Aquí tienes que aprender a sobrevivir solo, le advirtió Carlos, un niño de 12
años que llevaba 5 años en el orfanato. Don Aurelio no se preocupa por nosotros.
Solo le importamos cuando llegan las inspecciones o cuando necesita mostrar niños bien portados a los visitantes.

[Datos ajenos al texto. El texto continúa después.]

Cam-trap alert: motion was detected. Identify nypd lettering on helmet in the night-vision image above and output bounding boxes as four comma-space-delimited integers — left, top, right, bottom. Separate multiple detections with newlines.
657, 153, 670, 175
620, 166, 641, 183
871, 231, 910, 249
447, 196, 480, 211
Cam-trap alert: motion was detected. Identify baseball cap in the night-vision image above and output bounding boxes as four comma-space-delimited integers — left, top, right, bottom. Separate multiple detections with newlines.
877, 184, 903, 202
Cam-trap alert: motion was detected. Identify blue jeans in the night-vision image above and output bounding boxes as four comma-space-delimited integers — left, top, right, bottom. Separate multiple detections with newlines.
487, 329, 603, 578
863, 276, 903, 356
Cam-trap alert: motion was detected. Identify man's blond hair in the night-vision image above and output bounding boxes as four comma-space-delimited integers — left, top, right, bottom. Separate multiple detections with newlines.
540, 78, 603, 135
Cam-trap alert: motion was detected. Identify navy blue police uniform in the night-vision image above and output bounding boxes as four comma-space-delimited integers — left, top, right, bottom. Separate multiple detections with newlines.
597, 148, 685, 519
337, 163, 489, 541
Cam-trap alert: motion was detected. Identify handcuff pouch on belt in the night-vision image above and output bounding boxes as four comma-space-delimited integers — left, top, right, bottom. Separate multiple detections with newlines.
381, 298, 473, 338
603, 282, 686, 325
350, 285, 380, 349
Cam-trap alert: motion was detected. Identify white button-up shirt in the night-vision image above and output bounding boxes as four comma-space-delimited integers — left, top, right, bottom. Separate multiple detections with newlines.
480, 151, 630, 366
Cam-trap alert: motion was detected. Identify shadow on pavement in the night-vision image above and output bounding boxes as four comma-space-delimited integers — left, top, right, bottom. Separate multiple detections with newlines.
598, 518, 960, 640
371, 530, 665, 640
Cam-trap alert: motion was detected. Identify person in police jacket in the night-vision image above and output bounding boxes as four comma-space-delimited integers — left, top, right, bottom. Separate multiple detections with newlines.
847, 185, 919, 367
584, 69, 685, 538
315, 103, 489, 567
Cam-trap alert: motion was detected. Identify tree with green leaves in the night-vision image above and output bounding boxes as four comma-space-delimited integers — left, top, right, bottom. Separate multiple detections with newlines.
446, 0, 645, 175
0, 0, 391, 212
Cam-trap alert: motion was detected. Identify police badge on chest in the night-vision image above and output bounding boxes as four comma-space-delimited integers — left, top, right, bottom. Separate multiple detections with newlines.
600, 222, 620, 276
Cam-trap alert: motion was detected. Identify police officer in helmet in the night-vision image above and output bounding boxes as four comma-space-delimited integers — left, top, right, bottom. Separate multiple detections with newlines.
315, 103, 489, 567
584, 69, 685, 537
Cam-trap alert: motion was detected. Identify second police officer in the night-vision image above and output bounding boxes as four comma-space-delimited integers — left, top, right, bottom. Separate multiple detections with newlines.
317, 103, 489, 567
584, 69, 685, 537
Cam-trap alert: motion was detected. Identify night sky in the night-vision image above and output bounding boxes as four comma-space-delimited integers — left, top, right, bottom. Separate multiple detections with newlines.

Las rutinas del orfanato eran brutales. Los niños se levantaban a las 5 de la
mañana para realizar trabajos de limpieza y mantenimiento antes del desayuno, que consistía en un pedazo de
pan duro y agua sucia que llamaban café. Las clases
eran impartidas por una maestra anciana que apenas sabía leer y los castigos por
cualquier infracción menor incluían quedarse sin comida o pasar la noche en
el sótano húmedo y oscuro. Sebastián descubrió pronto que don Aurelio tenía
un negocio paralelo. Algunas noches, hombres bien vestidos
llegaban al orfanato y se llevaban a los niños más grandes para trabajar en
granjas, según explicaba el director. Sin embargo, estos niños nunca
regresaban y los rumores entre los menores sugerían
destinos mucho más siniestros. Mi hermano mayor fue enviado a trabajar el
año pasado”, le confesó una niña llamada Rosa durante una de las frías noches de
invierno. Me prometió que me escribiría, pero nunca llegó ninguna carta. Los
niños que van a esas granjas simplemente desaparecen. La situación empeoró cuando Sebastián
cumplió 10 años. Don Aurelio comenzó a mirarlo con un interés particular que le
helaba la sangre. Durante las inspecciones matutinas, el director se
detenía frente a él más tiempo del necesario, evaluándolo como si fuera
ganado en el mercado. “Tú tienes buena constitución”, le dijo una mañana
mientras revisaba a los niños formados en fila. “Pronto tendrás edad suficiente
para ser útil de verdad.” El terror se apoderó de Sebastián cuando se enteró de que había sido incluido en
la siguiente selección para trabajar en las granjas. Esa noche, mientras los demás niños
dormían, permaneció despierto planeando su escape. Sabía que era su única
oportunidad de sobrevivir. Durante semanas observó las rutinas de los
cuidadores, memorizó los horarios de cambio de guardia y estudió cada rincón
del edificio en busca de una ruta de escape. guardó pequeños pedazos de pan
de sus escasas comidas y robó una manta vieja del almacén para prepararse para
las noches frías que le esperaban en las calles. La oportunidad llegó durante una
tormenta particularmente violenta. Los truenos ahogaron el ruido de sus
pasos mientras se deslizaba por el pasillo principal hacia la puerta
trasera del orfanato. Sus manos temblaron mientras manipulaba el pestillo oxidado, pero finalmente logró
abrirla sin hacer ruido. El viento y la lluvia lo golpearon con fuerza cuando
salió al patio trasero. Por un momento, la magnitud de lo que estaba haciendo lo
paralizó. Era apenas un niño de 10 años, sin dinero, sin familia, sin nadie en el
mundo que se preocupara por él. Pero la imagen de don Aurelio y el
destino que le esperaba lo impulsaron hacia adelante. Se dirigió hacia la
cerca que rodeaba el orfanato y encontró un agujero que algunos niños mayores
habían hecho años atrás para escapar temporalmente. Se arrastró por la abertura, rasgando su
camisa en el alambre de púas, pero logró llegar al otro lado. Una vez libre,
corrió sin rumbo fijo por las calles vacías de la ciudad. La lluvia empapó su
ropa delgada y el frío le caló hasta los huesos, pero no se detuvo hasta estar
seguro de que había puesto suficiente distancia entre él y el orfanato.
Cuando finalmente se refugió bajo el alero de una tienda cerrada, la realidad
de su situación lo golpeó con fuerza. Era un niño fugitivo en una ciudad que
no conocía, sin dinero, sin comida y sin lugar donde ir. Pero a pesar del miedo y
la incertidumbre, sintió por primera vez en años algo parecido a la esperanza.